They found that one quarter to one half of women who were physically assaulted by their partners suffered physical injuries as a result. Abused women were twice as likely as women who were not victims of violence to have poor health and physical and mental health problems, even if the violence occurred many years ago. One in eleven victims of abuse by their partners said they had attempted suicide.
In most countries studied, four to 12 percent of women who had been pregnant reported having been beaten during pregnancy. More than half of these women had been kicked or punched in the abdomen during pregnancy. Women who reported physical or sexual violence by a partner were also more likely to report having had at least one induced abortion or miscarriage than women who did not report abuse.
“This study shows that women are more at risk from violence at home than in the street,” said Dr. LEE Jong-wook, Director-General of WHO. “[It] also shows how important it is to shine a spotlight on domestic violence globally and to treat it as a major public health issue. Challenging the social norms that condone and therefore perpetuate violence against women is a responsibility for us all.”
At least one in five women reporting physical abuse in the study had never before told anyone about it, with very few seeking help from health care providers, law enforcement or other authorities. Women were more likely to talk to family members or friends.
The report recommends a range of urgent actions to change attitudes and challenge the norms and inequities that perpetuate abuse.
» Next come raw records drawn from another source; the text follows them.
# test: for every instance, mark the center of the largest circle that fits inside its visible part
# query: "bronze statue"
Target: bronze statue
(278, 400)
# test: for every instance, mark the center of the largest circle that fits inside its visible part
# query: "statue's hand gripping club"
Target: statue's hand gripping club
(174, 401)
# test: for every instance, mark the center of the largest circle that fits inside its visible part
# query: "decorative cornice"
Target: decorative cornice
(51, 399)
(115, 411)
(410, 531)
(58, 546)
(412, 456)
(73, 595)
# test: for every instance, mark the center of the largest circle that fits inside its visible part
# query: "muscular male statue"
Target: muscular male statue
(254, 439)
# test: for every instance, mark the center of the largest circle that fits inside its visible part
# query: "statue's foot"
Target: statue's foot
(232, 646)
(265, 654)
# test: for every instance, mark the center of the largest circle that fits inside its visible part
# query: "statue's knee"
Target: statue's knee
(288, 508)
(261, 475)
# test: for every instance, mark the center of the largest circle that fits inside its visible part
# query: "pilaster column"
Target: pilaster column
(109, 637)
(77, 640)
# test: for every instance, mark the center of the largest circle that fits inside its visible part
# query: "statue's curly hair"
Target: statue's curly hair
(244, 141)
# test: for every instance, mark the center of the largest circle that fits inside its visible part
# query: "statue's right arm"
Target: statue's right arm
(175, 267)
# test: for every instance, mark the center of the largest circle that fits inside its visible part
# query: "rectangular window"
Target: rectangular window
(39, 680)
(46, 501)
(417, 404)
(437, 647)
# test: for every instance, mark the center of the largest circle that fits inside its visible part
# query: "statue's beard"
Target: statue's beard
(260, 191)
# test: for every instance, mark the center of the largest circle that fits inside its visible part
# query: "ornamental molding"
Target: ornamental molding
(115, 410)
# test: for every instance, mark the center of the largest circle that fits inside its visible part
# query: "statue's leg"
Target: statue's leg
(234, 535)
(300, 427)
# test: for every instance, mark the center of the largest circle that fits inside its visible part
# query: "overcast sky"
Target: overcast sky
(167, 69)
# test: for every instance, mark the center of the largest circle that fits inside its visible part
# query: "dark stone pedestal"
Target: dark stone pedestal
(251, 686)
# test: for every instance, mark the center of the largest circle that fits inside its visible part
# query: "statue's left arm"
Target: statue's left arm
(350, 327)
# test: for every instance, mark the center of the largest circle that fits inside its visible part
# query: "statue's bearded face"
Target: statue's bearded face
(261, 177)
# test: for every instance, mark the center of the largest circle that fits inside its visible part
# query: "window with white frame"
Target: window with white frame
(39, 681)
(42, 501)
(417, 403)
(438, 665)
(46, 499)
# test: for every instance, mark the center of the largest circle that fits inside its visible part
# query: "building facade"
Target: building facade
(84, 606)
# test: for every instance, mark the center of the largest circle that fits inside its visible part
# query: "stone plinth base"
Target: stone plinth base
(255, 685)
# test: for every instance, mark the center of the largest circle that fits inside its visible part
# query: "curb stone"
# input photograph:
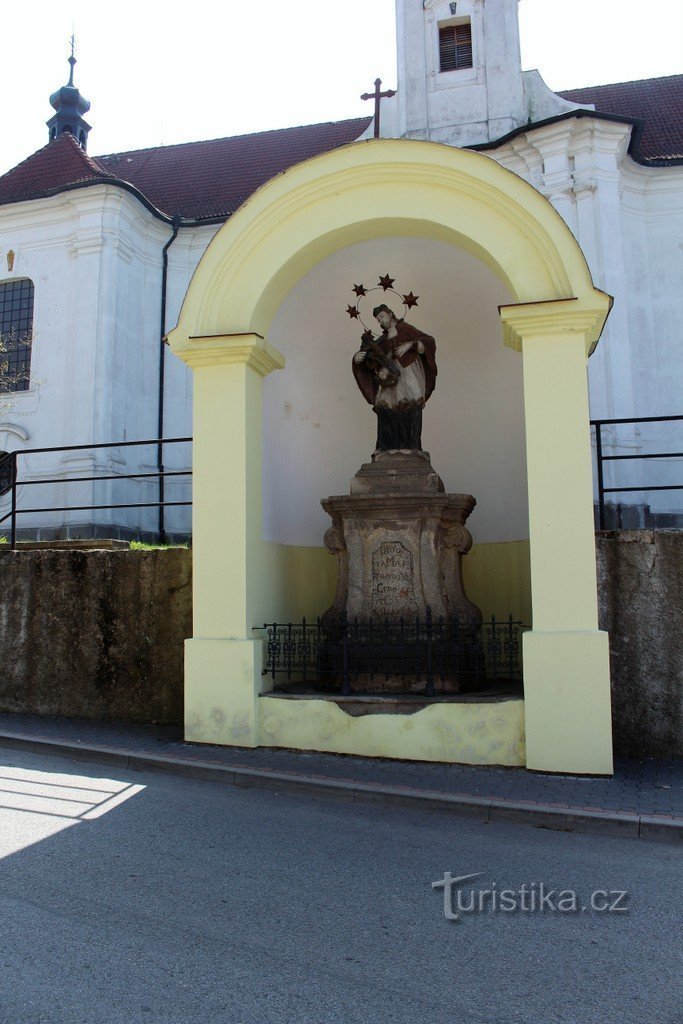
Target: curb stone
(489, 809)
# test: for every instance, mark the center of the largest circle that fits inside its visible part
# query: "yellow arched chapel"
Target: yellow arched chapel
(371, 189)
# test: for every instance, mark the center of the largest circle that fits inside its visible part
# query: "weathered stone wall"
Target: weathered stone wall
(99, 634)
(94, 634)
(640, 587)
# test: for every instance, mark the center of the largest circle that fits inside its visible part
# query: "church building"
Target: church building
(94, 250)
(520, 228)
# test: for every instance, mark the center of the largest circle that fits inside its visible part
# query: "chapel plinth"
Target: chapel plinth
(399, 541)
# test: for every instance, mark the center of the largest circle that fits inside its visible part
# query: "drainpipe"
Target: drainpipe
(175, 222)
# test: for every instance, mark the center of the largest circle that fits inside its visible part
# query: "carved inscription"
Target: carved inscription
(392, 592)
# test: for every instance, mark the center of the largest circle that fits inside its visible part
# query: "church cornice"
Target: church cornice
(637, 125)
(119, 183)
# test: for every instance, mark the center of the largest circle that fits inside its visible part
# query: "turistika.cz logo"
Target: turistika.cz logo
(531, 897)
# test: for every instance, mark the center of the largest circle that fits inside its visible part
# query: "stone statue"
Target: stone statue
(396, 374)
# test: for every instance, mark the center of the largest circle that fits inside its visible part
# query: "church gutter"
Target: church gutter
(175, 221)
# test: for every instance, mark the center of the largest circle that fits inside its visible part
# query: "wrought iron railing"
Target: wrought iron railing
(11, 480)
(428, 652)
(602, 458)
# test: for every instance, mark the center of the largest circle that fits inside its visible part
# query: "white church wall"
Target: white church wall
(95, 258)
(318, 429)
(629, 221)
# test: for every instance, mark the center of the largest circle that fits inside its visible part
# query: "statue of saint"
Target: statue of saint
(396, 374)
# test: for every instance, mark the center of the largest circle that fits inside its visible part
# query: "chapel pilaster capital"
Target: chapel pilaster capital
(230, 349)
(583, 317)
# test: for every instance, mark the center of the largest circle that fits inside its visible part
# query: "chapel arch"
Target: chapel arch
(295, 220)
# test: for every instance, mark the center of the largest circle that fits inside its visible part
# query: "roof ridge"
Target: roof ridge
(607, 85)
(66, 139)
(224, 138)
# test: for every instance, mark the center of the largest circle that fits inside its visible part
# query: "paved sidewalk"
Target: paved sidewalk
(642, 799)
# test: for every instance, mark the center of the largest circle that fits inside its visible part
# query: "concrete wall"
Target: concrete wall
(99, 635)
(640, 587)
(95, 634)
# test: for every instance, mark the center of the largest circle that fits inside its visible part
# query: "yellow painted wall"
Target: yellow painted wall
(466, 733)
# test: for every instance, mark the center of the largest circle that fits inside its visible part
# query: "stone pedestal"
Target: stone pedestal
(399, 542)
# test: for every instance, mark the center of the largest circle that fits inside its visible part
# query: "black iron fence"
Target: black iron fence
(11, 479)
(602, 459)
(428, 653)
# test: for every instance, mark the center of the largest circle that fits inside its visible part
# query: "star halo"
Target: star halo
(365, 296)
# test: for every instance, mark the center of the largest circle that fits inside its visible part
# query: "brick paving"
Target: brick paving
(638, 787)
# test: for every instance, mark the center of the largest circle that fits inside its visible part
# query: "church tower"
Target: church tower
(460, 77)
(70, 107)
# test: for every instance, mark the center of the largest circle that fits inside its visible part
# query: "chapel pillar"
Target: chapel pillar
(565, 655)
(222, 658)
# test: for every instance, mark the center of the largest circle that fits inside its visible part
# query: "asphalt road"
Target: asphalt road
(143, 897)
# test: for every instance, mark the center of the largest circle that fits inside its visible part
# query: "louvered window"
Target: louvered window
(15, 334)
(455, 47)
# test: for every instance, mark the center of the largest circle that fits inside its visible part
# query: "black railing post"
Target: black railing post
(346, 686)
(430, 672)
(12, 539)
(601, 483)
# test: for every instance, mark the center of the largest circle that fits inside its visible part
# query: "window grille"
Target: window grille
(455, 47)
(15, 334)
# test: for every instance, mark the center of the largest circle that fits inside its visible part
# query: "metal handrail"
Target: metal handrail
(601, 459)
(12, 459)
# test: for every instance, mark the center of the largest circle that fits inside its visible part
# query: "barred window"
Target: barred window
(455, 47)
(15, 334)
(6, 473)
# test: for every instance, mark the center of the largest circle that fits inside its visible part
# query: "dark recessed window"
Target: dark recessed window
(5, 473)
(455, 47)
(15, 334)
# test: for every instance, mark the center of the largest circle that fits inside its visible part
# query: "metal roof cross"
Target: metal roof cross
(378, 95)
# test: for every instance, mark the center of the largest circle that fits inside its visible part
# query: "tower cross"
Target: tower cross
(378, 95)
(72, 59)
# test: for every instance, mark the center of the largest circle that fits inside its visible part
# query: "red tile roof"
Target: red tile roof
(58, 164)
(657, 101)
(209, 180)
(212, 179)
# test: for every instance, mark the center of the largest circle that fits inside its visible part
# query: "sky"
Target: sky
(158, 73)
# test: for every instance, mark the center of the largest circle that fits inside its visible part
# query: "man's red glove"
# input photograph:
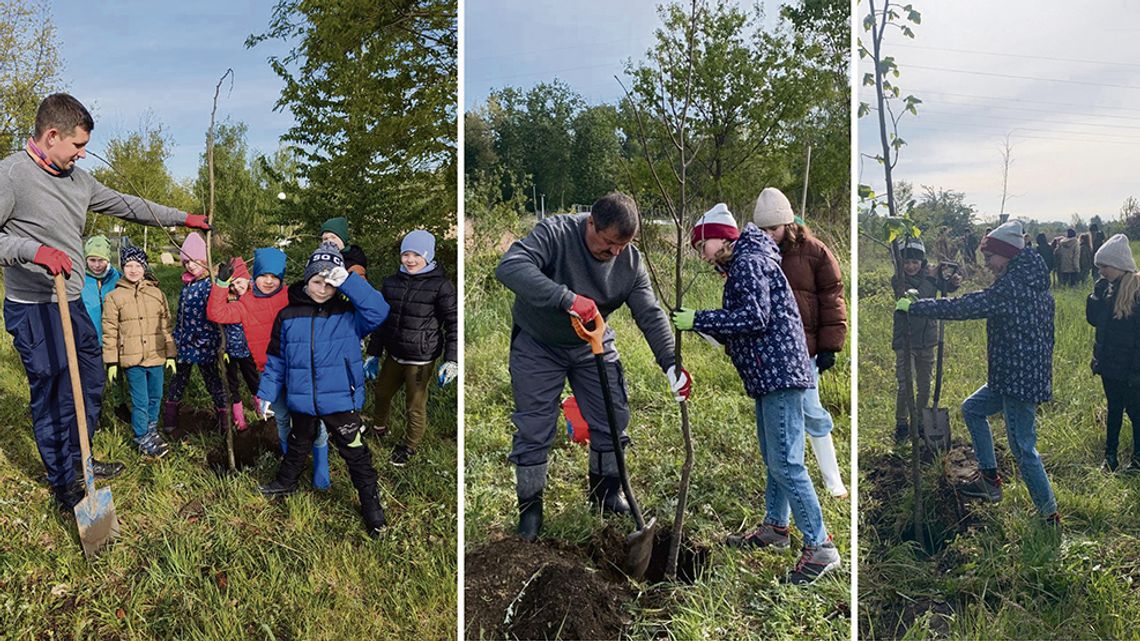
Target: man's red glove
(54, 260)
(584, 308)
(197, 221)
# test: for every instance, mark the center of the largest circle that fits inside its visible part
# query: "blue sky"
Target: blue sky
(125, 58)
(1066, 86)
(584, 43)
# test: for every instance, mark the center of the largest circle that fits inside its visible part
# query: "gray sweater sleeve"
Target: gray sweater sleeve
(522, 270)
(650, 319)
(105, 200)
(14, 250)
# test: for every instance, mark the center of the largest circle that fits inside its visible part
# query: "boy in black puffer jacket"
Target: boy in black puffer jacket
(423, 324)
(928, 281)
(1113, 310)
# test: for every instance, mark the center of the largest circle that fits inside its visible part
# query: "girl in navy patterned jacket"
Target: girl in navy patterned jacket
(764, 335)
(1018, 309)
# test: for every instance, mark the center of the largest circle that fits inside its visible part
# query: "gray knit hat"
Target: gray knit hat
(325, 258)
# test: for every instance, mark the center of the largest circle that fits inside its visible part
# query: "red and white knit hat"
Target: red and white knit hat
(717, 222)
(1006, 240)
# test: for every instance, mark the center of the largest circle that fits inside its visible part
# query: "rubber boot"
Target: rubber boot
(170, 415)
(530, 481)
(372, 511)
(320, 468)
(239, 416)
(824, 449)
(605, 484)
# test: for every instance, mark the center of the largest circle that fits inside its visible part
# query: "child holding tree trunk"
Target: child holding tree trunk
(1113, 310)
(137, 340)
(760, 324)
(314, 359)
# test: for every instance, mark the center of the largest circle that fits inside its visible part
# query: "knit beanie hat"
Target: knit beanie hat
(717, 222)
(1115, 253)
(421, 242)
(339, 226)
(97, 246)
(194, 248)
(772, 209)
(130, 252)
(1007, 240)
(913, 250)
(269, 260)
(326, 257)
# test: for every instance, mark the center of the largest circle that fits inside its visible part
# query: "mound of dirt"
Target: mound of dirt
(520, 590)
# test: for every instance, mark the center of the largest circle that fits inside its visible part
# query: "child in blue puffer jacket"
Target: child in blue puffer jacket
(315, 356)
(762, 329)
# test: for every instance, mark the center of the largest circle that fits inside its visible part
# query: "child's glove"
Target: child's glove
(684, 318)
(447, 372)
(263, 410)
(680, 382)
(371, 367)
(336, 276)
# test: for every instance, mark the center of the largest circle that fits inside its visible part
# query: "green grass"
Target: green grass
(739, 595)
(206, 557)
(1004, 577)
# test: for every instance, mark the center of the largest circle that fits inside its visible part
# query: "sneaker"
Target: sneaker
(401, 455)
(277, 488)
(814, 562)
(767, 535)
(982, 487)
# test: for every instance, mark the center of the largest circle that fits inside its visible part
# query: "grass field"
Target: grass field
(995, 571)
(738, 595)
(205, 557)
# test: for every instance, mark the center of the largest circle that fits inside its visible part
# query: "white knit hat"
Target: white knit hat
(717, 222)
(1006, 240)
(1116, 253)
(772, 209)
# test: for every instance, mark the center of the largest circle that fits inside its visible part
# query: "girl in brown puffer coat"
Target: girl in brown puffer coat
(813, 273)
(137, 338)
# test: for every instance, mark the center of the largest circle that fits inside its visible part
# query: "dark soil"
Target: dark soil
(520, 590)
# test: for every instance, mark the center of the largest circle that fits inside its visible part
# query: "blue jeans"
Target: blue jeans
(816, 420)
(146, 396)
(780, 430)
(1020, 427)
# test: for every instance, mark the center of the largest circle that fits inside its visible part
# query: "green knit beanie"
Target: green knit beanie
(339, 226)
(98, 246)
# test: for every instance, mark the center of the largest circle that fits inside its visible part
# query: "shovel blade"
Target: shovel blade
(936, 428)
(638, 550)
(97, 521)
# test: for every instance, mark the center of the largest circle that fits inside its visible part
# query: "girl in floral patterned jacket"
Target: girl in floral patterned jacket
(759, 324)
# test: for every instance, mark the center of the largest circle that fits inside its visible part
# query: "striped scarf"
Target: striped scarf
(41, 159)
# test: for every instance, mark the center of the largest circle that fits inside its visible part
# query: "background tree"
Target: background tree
(29, 67)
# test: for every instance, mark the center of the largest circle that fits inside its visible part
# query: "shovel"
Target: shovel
(638, 544)
(96, 513)
(936, 420)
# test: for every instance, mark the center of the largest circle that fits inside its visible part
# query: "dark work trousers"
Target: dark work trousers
(345, 430)
(37, 332)
(210, 376)
(247, 370)
(1122, 397)
(538, 373)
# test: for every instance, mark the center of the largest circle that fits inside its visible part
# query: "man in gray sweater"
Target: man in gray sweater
(579, 265)
(43, 203)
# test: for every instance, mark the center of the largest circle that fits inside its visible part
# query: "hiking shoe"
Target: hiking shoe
(982, 487)
(400, 455)
(767, 535)
(277, 488)
(152, 445)
(814, 562)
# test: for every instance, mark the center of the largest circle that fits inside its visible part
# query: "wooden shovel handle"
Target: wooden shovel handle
(593, 337)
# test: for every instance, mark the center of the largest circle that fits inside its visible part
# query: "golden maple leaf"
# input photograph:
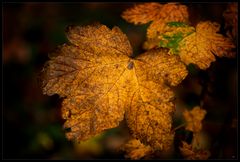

They include training health care providers to identify victims of violence and respond appropriately, raising awareness of the problem, prioritizing the prevention of child sexual abuse, making schools safe for girls, and integrating violence prevention into HIV/AIDS and reproductive health programs.
“This important study confirms much that we already know about the terrible scope of this problem and its consequences for women’s health,” said Family Violence Prevention Fund President Esta Soler. “We commend the World Health Organization for giving this issue the attention it deserves, and support the report’s call for more focus and funding for programs that address gender-based violence.”